I have been toying around with checking the distance to an object but then the collisions don't look accurate.

What is everyone else doing?

Regards,
Eric


kronholm(Posted 2006) [#2]
Move the objects at only one pixel per loop. If it needs to move faster, run the one-per-pixel loop more than once. For crude collision I just use basic rectangle if statements (if ball.x > brick.x+brick.width/2) etc. Then it's on to imagescollide. Works really well and runs very fast with a lot of objects at the same time (5000+, running at 8x pixel-loop speed), plus you always get correct collisions, nothing with overlapping or that kind of crap.

I have no idea if this is the "correct" way to do it, or what it's called, but it works VERY well for me.

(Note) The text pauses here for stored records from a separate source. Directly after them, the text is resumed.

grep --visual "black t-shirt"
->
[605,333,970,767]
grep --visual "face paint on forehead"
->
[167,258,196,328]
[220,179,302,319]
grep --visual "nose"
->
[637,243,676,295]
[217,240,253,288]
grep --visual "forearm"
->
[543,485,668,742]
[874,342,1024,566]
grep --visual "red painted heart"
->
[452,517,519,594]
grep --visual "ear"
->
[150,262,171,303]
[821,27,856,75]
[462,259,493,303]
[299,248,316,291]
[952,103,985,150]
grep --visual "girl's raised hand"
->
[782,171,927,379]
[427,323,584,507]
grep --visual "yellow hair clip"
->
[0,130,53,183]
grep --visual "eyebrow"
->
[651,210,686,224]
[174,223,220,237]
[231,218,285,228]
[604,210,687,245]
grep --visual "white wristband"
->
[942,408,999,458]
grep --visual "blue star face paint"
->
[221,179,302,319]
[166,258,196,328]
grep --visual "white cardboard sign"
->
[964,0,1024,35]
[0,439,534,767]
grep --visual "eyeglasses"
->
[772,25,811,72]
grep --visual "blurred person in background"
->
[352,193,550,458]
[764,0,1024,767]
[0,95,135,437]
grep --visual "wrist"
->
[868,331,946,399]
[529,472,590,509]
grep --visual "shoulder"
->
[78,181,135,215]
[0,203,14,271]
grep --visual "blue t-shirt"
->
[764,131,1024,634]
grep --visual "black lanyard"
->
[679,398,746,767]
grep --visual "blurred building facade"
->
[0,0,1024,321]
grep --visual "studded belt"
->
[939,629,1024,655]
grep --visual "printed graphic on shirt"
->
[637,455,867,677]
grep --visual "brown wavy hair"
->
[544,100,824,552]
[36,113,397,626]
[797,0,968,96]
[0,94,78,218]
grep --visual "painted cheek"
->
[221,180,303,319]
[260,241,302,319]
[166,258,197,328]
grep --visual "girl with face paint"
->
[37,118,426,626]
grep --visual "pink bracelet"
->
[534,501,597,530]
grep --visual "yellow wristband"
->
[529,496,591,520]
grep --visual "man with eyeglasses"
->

Dreamora(Posted 2006) [#3]
No thats not the correct way:

1. Write all your static objects to a collision layer where only static objects reside in.

2. write all dynamic objects to the dynamic layer that shall send collisions, without reading their collision.

3. process all objects that shall receive collisions (not that are normally only a very very few) by writting it to the dynamic layer with the correctly applied read flag (dynamic layer | static layer), without writting it.

4. Most important step: Only clear the layer where the dynamic objects are in. DON'T clear the one of the static objects. That way you don't have to rewrite them to the layer ... To do so, you have to explicitely define the layer to delete within the clear collision call.

I'm using a similar approach in my simplified (for the user) collision routines in my entity system ... Due to the fact that normally only a few objects need to receive collisions it is an enormemous amount of speed gain.

[EDITED]
Edited out some inconsistencies that could lead to "faulty" structure


smilertoo(Posted 2006) [#4]
ive been wondering about that as well, seemed very wasteful having to redraw a scenery collision mask every frame.